John Ostrem, lead scientist for PalmSource and representative of OSDL’s MLI and Lips, said there needs to be an alternative to Microsoft and Symbian in the phone markets.
“Most operators and handset makers don’t like to deal with Microsoft and Symbian because they don’t want to pay license fees to competitors,” Ostrem explained in an interview. “The great white hope out there is Linux. One big advantage is that it can be highly customizable.
“The problem however, and the reason why you’re seeing all of these groups come up, is that there has been a great deal of fragmentation in the Linux market,” he added.
Ostrem said different companies who develop for Linux often use a variety of Linux distributions and build different graphical user interfaces and middleware, creating an interoperability issue that defeats the unification purpose of Linux.
Groups like MLI and Lips are created to streamlining competing companies’ efforts. After all, the whole point of MLI and Lips is to build a platform that rivals Windows and Symbian in quality, he said.
Gartner vice president and distinguished analyst George Weiss applauded the recent surge in Linux special-interest groups.
“Sprouting process is a healthy sign,” Weiss said via e-mail. “We need a healthy mix of the proprietary, single ownership concept of IP with that of the collaborative model that solicits and integrates the contributions of a community who can derive other sustainable business models.”
The proliferation in Linux groups is also a testament to the dominance of the Windows OS.
The platform’s ubiquity on computing devices such as desktops, laptops, handheld computers and smartphones is another reason groups coalesce around specific computing areas using Linux.
Companies such as IBM, Novell, Red Hat and PalmSource believe the market wants an alternative.
“The thing that is unique about Linux is that it’s flexible enough to be applied in lots of different situations and lots of different scenarios,” said Redmonk analyst Stephen O’Grady.
“If we look at some of the recent announcements around mobile Linux, they have very different needs than the Linux community at large,” O’Grady continued. “So I think there is a need for special interest groups that focus on particular aspects of the Linux ecosystem.”
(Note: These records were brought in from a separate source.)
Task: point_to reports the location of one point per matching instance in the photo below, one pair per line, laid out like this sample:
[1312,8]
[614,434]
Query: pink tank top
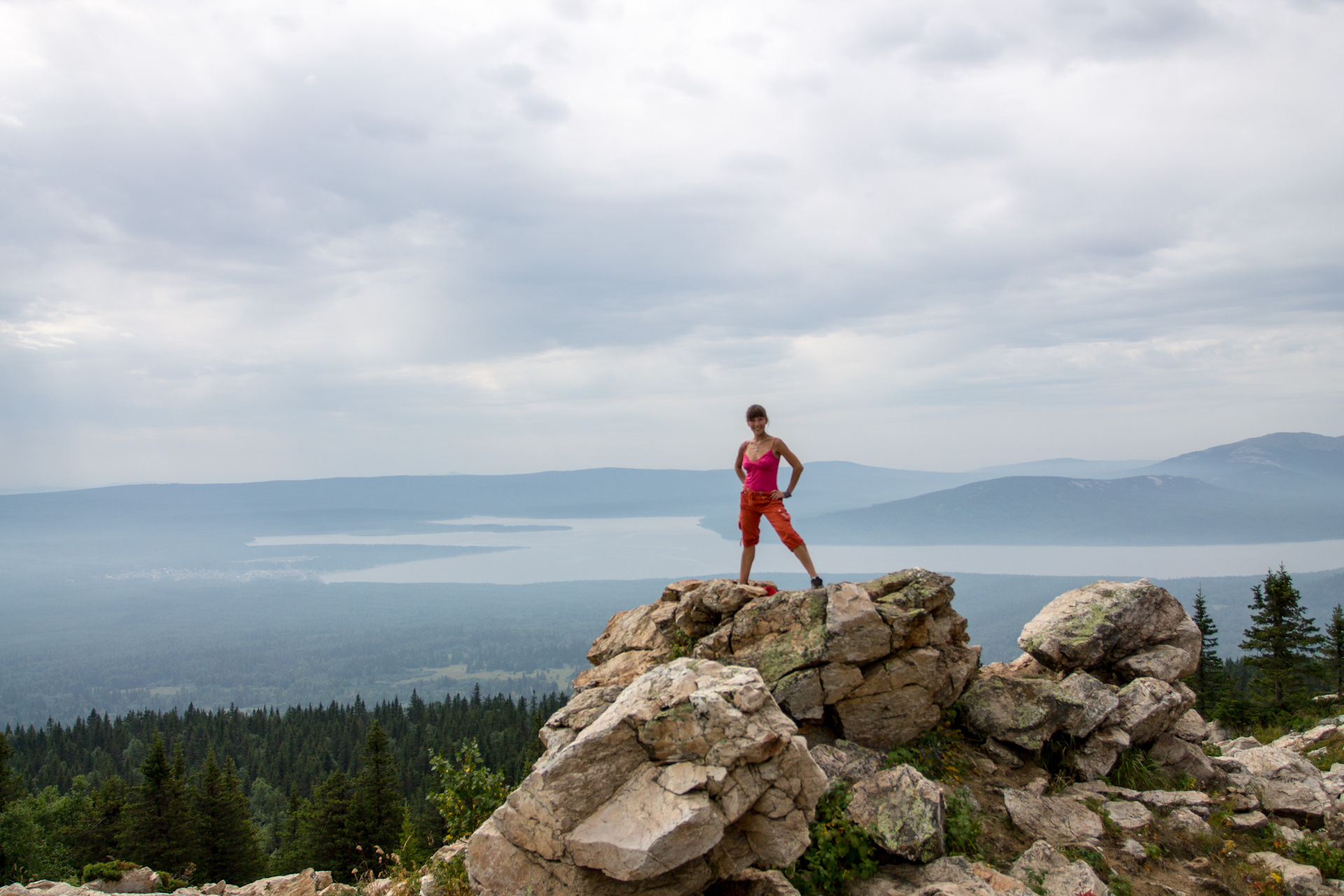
[762,473]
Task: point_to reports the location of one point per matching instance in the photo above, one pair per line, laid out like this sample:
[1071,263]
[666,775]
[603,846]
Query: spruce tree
[8,780]
[378,796]
[327,828]
[99,841]
[1334,652]
[1281,643]
[1209,675]
[156,828]
[226,844]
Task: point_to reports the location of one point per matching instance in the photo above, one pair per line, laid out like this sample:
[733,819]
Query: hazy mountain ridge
[1142,510]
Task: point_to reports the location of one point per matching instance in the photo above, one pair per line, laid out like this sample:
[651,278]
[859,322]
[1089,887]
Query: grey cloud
[388,244]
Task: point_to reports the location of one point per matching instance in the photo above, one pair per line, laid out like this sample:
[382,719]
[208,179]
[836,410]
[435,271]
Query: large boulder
[1021,711]
[1184,757]
[1298,880]
[1042,865]
[1108,622]
[904,811]
[1287,783]
[874,663]
[1148,707]
[137,880]
[1053,818]
[690,776]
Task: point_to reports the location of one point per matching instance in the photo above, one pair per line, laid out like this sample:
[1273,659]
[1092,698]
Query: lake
[678,547]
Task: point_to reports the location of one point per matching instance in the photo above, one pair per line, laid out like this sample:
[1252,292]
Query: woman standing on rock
[758,468]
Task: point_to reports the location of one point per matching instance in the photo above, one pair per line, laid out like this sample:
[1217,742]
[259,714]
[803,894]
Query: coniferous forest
[234,796]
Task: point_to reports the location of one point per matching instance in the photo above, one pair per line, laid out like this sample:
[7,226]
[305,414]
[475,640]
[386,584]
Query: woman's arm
[793,461]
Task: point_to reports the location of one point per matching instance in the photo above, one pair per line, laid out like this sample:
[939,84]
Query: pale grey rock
[690,776]
[974,878]
[1191,727]
[1003,755]
[1098,701]
[855,633]
[447,853]
[1298,880]
[1149,707]
[1288,785]
[1190,822]
[753,881]
[1247,821]
[139,880]
[1056,818]
[1161,662]
[1189,758]
[839,680]
[1100,752]
[1021,711]
[1043,864]
[1175,798]
[847,761]
[1075,880]
[800,695]
[1085,789]
[1288,833]
[889,654]
[904,811]
[1105,622]
[1304,741]
[1128,816]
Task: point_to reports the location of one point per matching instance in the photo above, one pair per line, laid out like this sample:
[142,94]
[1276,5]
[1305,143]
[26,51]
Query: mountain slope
[1303,464]
[1147,510]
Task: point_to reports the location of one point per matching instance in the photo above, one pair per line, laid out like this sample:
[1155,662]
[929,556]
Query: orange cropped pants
[755,504]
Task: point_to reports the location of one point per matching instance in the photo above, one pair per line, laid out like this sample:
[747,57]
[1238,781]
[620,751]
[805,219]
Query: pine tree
[378,796]
[156,830]
[1209,675]
[1281,643]
[99,841]
[8,783]
[327,828]
[226,844]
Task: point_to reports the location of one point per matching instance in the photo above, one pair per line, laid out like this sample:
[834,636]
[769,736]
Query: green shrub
[936,754]
[962,830]
[1322,855]
[452,876]
[105,871]
[1138,771]
[840,849]
[470,793]
[1092,858]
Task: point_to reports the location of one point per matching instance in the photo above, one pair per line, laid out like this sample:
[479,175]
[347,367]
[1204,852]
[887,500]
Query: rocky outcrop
[305,883]
[1136,630]
[1047,868]
[690,776]
[1101,666]
[1053,818]
[902,811]
[874,663]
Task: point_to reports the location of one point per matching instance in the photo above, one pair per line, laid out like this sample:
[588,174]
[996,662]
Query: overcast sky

Weiss said the Linux fixation is similar: Many companies have not been satisfied with relying on Microsoft for all their needs, leaving room for new opportunities such as open source software.
“The dynamics of the Linux community seem to suggest that many market needs may arrive even faster from a collaborative effort than awaiting one vendor’s solutions and that Microsoft’s development priorities may not necessarily coincide with all types of users’ and industry segments’ needs,” Weiss said.
He said Linux tends to spawn interest in satisfying market needs rapidly, and while we may often find a glut of projects, the natural selection process will weed out most.
Microsoft and Windows aren’t the only adversaries Linux faces. Linux, by its open nature, lends itself to be a potential victim of software patents.
Every software maker’s worst nightmare is bringing a product to market only to have some other entity come out of the woodwork and claim they patented the idea 20 years ago and demand royalties from the product’s sales.
That’s why IBM, Novell and others forged the Open Invention Network to acquire patents and offer them royalty-free to push open source operating systems further into the mainstream.